Figure 2. TRPA1-mediated Ca²⁺

influx in pancreatic beta cells. a, b. Application of AITC and MG induce an increase in intracellular Ca²⁺ in RIN cells (size of the bar is 100 µM). c. MG-induced Ca²⁺ influx is inhibited by TRPA1 antagonist HC030031. d. Ca²⁺ influx induced by endogenous ligands PGJ₂, 4-HNE, and AITC in RIN cells. e. Ca²⁺ influx induced by H₂O₂ and AITC in RIN cells. f. AITC-and MG-induced an increase in intracellular Ca²⁺ in rat cultured primary pancreatic beta cells.

Figure 3. TRPA1-mediated membrane currents in primary pancreatic beta cells.

a. Membrane currents induced by extracellular application of MG and AITC in primary pancreatic beta cells. b. A concentration-response curve of membrane currents induced by MG included in the pipette solution in primary beta cells (EC₅₀=0.59 µM). Lower concentrations (∼1 µM) of MG are sufficient to induce maximal currents when applied intracellulary (inset), but the time to peak with lower concentrations is longer and the desensitization is profound at higher concentrations. c. Currents evoked by intracellular application of MG are reversibly blocked by extracellular application of AP-18. d. Currents elicited by MG and AITC in HEK 293T cells heterologously expressing TRPA1. e. MG-induced currents can be blocked by AP-18. f. Under current clamp conditions, extracellular application of MG depolarizes the membrane and generates action potentials that could be blocked by HC030031. g. Intracellular application of MG causes a robust depolarization and generates action potentials that could be blocked by HC030031.

Figure 4. TRPA1-mediated insulin release in pancreatic beta cell line and primary isolated pancreatic islets.

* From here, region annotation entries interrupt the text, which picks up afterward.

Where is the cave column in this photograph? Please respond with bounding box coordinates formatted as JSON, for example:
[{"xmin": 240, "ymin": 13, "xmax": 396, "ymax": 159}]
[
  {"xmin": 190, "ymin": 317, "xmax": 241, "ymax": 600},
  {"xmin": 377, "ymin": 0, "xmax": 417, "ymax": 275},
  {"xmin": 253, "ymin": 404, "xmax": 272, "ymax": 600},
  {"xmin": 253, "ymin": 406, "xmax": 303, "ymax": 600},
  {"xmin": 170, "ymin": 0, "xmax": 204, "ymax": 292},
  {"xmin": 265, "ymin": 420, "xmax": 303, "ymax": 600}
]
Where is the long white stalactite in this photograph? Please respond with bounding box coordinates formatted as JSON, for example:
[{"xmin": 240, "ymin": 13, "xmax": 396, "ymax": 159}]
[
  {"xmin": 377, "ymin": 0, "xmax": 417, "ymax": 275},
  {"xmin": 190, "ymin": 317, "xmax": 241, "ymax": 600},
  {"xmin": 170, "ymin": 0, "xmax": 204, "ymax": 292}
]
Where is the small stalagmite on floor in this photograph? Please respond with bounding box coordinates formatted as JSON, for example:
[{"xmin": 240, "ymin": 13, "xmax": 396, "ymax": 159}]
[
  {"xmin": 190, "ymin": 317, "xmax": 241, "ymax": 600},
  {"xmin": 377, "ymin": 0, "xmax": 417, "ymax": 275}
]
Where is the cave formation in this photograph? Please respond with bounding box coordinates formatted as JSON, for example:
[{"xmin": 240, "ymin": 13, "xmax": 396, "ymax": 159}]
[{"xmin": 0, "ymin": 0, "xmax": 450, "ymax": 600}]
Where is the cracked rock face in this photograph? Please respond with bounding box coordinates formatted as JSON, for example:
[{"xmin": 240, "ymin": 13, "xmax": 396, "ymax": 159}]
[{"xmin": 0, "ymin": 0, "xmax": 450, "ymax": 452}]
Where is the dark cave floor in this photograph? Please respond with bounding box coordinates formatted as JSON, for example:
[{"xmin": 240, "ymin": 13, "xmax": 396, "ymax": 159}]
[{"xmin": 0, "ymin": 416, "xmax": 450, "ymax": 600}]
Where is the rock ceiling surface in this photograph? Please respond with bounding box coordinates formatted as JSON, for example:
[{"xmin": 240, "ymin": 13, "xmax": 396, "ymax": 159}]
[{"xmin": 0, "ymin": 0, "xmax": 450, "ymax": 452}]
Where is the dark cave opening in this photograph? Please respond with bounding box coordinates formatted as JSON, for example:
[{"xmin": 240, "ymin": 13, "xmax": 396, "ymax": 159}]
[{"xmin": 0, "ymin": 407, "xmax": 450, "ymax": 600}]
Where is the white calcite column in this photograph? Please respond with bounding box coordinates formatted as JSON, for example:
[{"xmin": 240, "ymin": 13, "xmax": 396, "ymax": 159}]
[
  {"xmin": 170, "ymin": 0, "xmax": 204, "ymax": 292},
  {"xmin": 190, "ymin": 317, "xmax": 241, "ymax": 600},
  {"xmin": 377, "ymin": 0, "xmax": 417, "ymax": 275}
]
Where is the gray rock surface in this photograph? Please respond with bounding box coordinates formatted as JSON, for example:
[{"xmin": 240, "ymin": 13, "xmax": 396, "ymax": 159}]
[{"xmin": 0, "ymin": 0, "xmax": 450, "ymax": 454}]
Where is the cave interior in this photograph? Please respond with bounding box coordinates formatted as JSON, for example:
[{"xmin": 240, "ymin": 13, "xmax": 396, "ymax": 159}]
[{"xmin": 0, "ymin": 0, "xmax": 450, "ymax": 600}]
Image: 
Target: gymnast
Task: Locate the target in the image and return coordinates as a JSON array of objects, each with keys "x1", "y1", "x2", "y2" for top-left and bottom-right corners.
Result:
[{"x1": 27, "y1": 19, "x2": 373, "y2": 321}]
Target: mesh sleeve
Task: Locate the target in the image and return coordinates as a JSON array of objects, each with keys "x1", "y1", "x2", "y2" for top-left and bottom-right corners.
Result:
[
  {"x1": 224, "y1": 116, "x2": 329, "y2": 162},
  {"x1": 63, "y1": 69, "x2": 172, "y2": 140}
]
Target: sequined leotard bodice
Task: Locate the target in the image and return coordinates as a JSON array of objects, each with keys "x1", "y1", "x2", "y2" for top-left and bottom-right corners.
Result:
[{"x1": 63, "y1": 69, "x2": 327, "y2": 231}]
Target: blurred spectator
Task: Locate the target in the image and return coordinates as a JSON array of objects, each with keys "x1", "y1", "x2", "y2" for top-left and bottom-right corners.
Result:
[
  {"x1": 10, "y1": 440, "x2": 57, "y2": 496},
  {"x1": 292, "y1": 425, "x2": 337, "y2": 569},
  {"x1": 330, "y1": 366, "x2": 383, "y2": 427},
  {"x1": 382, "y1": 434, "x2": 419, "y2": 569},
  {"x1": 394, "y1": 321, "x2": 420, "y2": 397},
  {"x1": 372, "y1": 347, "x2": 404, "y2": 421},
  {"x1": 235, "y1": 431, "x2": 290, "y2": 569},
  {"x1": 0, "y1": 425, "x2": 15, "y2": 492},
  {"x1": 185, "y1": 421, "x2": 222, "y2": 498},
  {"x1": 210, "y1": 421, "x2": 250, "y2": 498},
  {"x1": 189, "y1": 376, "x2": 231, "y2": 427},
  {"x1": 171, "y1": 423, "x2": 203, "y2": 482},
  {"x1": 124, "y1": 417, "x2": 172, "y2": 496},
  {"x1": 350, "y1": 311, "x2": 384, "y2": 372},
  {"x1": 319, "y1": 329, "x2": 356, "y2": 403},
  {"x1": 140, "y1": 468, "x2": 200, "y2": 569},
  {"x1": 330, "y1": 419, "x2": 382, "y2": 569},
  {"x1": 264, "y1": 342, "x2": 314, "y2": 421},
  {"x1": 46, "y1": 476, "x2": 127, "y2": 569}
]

a,b. Dose-dependent increase in insulin release induced by AITC (0.1–1000 µM, n=7) and MG (0.1–1000 µM, n=5) in RIN cells (* p<0.05). c,d. AITC and MG induce a significant increase (AITC, n=11,* p<0.001; MG, n=10 * p=0.004) in insulin release from primary isolated pancreatic beta cell islets that could be blocked by the specific TRPA1 antagonist AP-18 (AITC+AP-18, n=6, ** p<0.001; MG+AP-18, n=6, ** p=0.008). e. 4-HNE (100 µM)-induced insulin release is inhibited by HC030031 (100 µM) (4-HNE, n=6, * p<0.001; 4-HNE+HC030031, n=3, ** p<0.001). f. PGJ₂ (20 µM)-induced insulin release is inhibited by HC030031 (100 µM) (PGJ₂, n=6, * p<0.001; PGJ₂+HC030031, n=3, ** p<0.001).

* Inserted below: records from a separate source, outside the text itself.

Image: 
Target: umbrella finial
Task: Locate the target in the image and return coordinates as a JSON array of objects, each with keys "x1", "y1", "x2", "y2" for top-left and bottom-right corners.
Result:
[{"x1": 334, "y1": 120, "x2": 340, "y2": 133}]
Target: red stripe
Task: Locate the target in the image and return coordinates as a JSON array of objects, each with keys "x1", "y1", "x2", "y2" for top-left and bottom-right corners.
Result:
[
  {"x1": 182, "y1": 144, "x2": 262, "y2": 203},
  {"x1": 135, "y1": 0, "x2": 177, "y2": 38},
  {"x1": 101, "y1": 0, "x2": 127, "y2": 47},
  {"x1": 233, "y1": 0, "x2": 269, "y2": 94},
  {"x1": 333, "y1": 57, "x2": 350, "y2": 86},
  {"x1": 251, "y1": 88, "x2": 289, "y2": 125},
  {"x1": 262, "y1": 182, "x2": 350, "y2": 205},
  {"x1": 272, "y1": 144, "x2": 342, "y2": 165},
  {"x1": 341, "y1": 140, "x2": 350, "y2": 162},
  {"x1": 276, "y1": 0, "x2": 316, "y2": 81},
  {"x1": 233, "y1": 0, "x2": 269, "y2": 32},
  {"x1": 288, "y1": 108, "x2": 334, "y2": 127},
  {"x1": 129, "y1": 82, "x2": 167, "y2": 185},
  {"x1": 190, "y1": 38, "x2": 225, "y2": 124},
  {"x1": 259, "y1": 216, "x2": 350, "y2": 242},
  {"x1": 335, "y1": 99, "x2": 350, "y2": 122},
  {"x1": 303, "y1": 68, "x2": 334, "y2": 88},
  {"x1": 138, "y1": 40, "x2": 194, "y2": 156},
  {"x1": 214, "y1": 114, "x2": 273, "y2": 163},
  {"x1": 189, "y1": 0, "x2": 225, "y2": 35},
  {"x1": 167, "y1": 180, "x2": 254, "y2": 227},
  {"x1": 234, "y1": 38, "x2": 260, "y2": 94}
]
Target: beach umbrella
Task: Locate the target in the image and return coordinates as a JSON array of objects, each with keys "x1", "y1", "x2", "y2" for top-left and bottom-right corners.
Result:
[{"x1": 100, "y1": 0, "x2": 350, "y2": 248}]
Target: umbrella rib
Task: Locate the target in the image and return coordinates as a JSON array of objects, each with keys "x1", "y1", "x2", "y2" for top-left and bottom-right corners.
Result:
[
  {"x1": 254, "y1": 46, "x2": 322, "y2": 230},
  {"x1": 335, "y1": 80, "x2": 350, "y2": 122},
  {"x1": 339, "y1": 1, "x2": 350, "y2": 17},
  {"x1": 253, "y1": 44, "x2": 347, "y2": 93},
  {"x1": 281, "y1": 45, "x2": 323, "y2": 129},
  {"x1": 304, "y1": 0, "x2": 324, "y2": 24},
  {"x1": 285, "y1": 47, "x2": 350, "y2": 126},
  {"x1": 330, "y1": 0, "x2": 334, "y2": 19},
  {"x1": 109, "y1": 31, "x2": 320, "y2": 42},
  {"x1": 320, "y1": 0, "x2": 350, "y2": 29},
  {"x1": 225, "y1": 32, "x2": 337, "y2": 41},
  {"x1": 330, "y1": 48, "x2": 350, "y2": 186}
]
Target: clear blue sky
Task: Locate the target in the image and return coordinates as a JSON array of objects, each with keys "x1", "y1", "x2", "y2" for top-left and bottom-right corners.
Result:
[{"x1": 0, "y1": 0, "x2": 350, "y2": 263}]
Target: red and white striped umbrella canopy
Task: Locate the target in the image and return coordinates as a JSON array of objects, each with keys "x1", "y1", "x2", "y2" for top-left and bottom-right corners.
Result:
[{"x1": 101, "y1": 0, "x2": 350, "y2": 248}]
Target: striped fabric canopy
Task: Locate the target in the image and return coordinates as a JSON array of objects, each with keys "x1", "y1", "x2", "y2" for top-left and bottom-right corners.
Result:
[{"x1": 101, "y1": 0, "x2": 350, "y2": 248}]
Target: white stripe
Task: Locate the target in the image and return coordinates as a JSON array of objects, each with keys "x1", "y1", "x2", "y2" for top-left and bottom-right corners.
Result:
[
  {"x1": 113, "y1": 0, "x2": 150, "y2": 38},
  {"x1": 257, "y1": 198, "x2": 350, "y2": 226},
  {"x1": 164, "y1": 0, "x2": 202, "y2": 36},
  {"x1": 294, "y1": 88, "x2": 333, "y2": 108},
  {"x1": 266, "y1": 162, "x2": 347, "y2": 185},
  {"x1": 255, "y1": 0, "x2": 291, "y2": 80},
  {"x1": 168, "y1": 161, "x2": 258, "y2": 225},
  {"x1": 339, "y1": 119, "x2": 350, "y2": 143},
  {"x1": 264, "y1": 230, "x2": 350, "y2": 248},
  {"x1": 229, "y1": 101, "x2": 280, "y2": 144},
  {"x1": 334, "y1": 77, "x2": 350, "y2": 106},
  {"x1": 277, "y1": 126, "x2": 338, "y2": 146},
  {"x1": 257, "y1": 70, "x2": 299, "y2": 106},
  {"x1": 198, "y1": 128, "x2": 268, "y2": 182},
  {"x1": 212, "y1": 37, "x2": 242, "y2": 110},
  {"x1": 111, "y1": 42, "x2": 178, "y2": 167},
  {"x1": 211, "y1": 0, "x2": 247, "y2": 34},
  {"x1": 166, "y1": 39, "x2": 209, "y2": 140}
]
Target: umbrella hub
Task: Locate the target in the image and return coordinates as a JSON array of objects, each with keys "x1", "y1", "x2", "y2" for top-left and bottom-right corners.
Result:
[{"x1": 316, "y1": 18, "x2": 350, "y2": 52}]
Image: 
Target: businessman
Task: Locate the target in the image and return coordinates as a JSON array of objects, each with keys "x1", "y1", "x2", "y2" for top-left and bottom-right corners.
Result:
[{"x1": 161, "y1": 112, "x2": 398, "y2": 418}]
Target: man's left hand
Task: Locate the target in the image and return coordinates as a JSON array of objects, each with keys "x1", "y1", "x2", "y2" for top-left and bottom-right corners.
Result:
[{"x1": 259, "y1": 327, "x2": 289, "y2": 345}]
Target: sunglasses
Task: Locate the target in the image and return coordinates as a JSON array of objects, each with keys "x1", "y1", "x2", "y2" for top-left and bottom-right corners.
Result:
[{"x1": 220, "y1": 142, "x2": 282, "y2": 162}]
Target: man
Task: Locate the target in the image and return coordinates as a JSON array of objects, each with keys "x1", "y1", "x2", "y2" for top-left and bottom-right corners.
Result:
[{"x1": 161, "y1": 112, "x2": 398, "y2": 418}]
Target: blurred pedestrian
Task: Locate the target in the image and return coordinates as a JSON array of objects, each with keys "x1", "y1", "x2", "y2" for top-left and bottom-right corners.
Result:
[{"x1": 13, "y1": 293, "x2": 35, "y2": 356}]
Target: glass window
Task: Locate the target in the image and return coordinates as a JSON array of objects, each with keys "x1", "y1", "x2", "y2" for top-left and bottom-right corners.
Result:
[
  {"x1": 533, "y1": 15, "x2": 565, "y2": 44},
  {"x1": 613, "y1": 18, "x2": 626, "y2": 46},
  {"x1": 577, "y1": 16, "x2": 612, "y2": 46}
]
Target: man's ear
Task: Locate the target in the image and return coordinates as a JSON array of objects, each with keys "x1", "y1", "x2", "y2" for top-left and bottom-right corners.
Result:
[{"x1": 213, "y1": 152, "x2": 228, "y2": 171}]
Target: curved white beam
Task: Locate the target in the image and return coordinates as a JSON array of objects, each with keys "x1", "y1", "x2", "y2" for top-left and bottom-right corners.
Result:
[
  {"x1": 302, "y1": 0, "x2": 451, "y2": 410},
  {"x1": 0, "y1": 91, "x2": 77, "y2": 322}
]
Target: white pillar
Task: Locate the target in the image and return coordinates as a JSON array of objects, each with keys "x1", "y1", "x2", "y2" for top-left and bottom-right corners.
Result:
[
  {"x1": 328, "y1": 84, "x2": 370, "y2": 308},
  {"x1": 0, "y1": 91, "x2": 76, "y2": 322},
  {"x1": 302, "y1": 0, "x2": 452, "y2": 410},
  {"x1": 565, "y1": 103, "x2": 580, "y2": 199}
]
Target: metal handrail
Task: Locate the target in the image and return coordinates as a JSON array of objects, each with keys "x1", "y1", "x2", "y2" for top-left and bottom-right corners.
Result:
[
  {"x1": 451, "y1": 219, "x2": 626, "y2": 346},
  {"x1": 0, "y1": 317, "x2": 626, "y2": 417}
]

Figure 5. Insulin release induced by different concentrations of glucose.

a. Insulin release induced by different concentrations of glucose (6 mM, n=8, * p<0.001; 25 mM, n=9, *p<0.001) b. Insulin release induced by different concentrations of glucose is inhibited by HC030031 (100 µM) (6 mM, n=4, * p<0.001; 25 mM, n=7, * p<0.001, as compared to control). c. Insulin release induced by AITC (200 µM) in different concentrations of glucose is inhibited by HC030031 (100 µM) (6 mM, AITC, n=4, * p<0.01, AITC+HC030031, n=4, ** p<0.001; 25 mM, AITC, n=4, * p=0.023, AITC+HC030031, n=4, ** p<0.01).

Figure 6. TRPA1-mediated insulin release is independent of voltage-gated Na⁺, Ca²⁺ and K_ATP channels.

a. AITC caused a significant increase in insulin release (n=6, ** p<0.01). The basal insulin release is inhibited by incubation of RIN cells with TTX (1 µM) (TTX, n=6, * p<0.05. When challenged with AITC (200 µM), there is a significant increase in insulin release AITC+TTX, n=6, * p<0.05 as compared to TTX. b. In the presence of Ca²⁺ channel blocker nimodipine (5 µM) basal insulin release is decreased significantly (n=6, * p<0.05), but there is a significant increase when challenged with AITC+nimodipine (n=6,** p<0.01). c. In the presence of K_ATP channel opener, diazoxide (200 µM), basal insulin release is significantly decreased (n=6, * p<0.05), when challenged with AITC, there is a significant increase in insulin release (n=3, ** p<0.01).

Figure 7. TRPA1-medated insulin release and Ca²⁺ influx following knockdown of TRPA1 by siRNA

a. RT-PCR after knockdown of TRPA1 by siRNA in control and mock-transfected cells. b. AITC (200 µM)-induced insulin release is significantly reduced after siRNA knockdown of TRPA1 in RIN cells (n=6, * p<0.05). c. AITC (200 µM) and MG (1 mM) induce increase in intracellular Ca²⁺ levels in mock-transfected RIN cells (upper panel), but not in siRNA treated cells (lower panel). Note that siRNA treated cells responded to KCl (50 mM) similar to that of mock-transfected cells.